Du rugby au Burkina Faso

Du rugby au Burkina Faso

Petit retour en photos sur un de mes souvenirs impérissables de mon court passage au pays des « hommes intègres ». Pour l’occasion, j’ai repris ma boîte à images. J’en ai sélectionné quelques unes et tenté de mettre à l’honneur un sport que j’apprécie particulièrement.

C’est un court moment de mon séjour mais très intense que j’ai partagé avec une armée de sportifs motivés à en découdre avec le ballon ovale pour des matchs de rugby à 7.

Armé de mon Canon 5DII et mon pancake 40mm, je peine à trouver le bon angle mais je ne me décourage pas. J’essaye de suivre le mouvement et d’attraper la bonne photo comme on attrape le ballon.

Sur un rugby à 7, à peine la balle lancée, il faut courir pour le rattraper. J’ai choisi celle-ci car on sent cette impulsion du 9 et aussi cette rage qu’ont les joueuses pour récupérer le ballon.

Il savent y faire à Ouagadougou ! La fanfare municipale était présente pour soutenir tous les joueurs. Ces sourires, c’est ce que j’ai rencontré le plus souvent de mon court passage. Cette joie de vivre fait vraiment du bien !

Il parait que le rugby commence à devenir important au Burkina, j’ai rencontré une foule de joueurs et de joueuses qui semblent d’accord.

C’est le genre de photos que je préfère. On comprend le mouvement. On sait ce qu’il vient de se passer. Mon seul regret, ne pas être arrivé plus tôt pour en voir plus et avoir d’autres belles images comme celles-ci !

Au rugby, il y a des fondamentaux et l’emplacement idéal reste le fond du terrain, les derniers touchés de balles avant de rentrer dans l’arène.

Il faut souligner que les photos ont été prises vers 17h alors que la température est toujours aux alentours de 37 degrés. Certains temps de pause, dans ces conditions, entre deux prises de balles, sont appréciables. Ces instants nécessaires pour ces joueuses qui prennent tout leur sens pendant une rencontre.
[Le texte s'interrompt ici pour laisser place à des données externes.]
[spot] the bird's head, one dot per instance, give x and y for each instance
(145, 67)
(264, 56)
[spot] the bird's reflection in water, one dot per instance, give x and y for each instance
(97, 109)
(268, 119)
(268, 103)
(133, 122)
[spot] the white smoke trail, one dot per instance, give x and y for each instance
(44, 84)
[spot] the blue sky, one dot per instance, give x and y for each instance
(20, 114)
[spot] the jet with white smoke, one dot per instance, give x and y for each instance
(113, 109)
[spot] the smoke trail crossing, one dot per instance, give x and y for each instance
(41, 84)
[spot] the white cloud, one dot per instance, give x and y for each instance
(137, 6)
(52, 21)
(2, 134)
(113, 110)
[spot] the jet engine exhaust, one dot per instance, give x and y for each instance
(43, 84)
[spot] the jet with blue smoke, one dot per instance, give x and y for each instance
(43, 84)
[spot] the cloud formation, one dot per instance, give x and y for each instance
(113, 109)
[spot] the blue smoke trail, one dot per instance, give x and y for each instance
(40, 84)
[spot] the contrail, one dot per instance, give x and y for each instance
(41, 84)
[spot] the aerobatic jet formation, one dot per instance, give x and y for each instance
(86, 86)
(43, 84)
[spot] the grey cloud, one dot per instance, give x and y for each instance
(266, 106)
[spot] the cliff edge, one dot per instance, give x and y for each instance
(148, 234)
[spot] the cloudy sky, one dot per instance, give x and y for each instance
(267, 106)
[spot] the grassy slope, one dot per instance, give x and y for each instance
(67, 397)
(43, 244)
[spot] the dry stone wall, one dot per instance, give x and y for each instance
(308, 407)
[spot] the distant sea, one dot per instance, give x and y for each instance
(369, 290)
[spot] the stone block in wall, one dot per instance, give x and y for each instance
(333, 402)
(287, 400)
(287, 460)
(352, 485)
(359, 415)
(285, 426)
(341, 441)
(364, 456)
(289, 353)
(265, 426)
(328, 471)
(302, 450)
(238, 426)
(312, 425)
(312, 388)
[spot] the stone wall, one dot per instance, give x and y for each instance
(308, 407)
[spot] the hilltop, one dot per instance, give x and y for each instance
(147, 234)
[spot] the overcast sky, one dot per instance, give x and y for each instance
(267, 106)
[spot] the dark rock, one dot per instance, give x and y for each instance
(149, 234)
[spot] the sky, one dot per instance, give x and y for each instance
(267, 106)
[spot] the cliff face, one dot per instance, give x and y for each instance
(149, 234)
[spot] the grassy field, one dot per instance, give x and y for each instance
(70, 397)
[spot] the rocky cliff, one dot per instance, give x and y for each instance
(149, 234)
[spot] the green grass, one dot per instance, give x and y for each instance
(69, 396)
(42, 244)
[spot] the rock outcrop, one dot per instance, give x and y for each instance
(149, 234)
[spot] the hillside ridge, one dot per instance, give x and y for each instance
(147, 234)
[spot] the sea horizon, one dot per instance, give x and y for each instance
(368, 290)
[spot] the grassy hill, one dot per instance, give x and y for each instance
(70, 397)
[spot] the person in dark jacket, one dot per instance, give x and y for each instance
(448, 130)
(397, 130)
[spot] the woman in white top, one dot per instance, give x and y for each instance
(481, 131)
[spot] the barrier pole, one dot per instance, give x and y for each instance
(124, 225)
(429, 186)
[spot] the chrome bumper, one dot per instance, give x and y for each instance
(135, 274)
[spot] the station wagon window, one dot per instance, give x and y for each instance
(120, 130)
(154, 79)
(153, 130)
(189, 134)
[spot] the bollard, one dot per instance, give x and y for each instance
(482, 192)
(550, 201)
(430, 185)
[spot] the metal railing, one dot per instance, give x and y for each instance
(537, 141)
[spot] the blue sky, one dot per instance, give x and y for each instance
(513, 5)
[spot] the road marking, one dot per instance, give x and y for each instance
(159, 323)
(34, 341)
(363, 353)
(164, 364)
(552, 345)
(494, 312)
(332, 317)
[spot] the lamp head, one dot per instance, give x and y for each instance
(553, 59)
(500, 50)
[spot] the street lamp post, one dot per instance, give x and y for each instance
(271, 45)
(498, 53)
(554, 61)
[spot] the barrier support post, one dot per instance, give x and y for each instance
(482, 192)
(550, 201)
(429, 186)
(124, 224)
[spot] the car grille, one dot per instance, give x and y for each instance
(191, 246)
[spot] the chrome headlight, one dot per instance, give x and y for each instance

Les coachs sont présents et élaborent des stratégies, soutiennent leur équipe, motive le groupe. Souvent, cette cohésion détermine les derniers mètres qui vont sépare de l’essai.

L’ombre du stade se ressent sur le terrain et j’ai pris un réel plaisir à retrouver l’esprit du rugby, le temps d’un passage comme une brise chaude enveloppée de poussière rouge.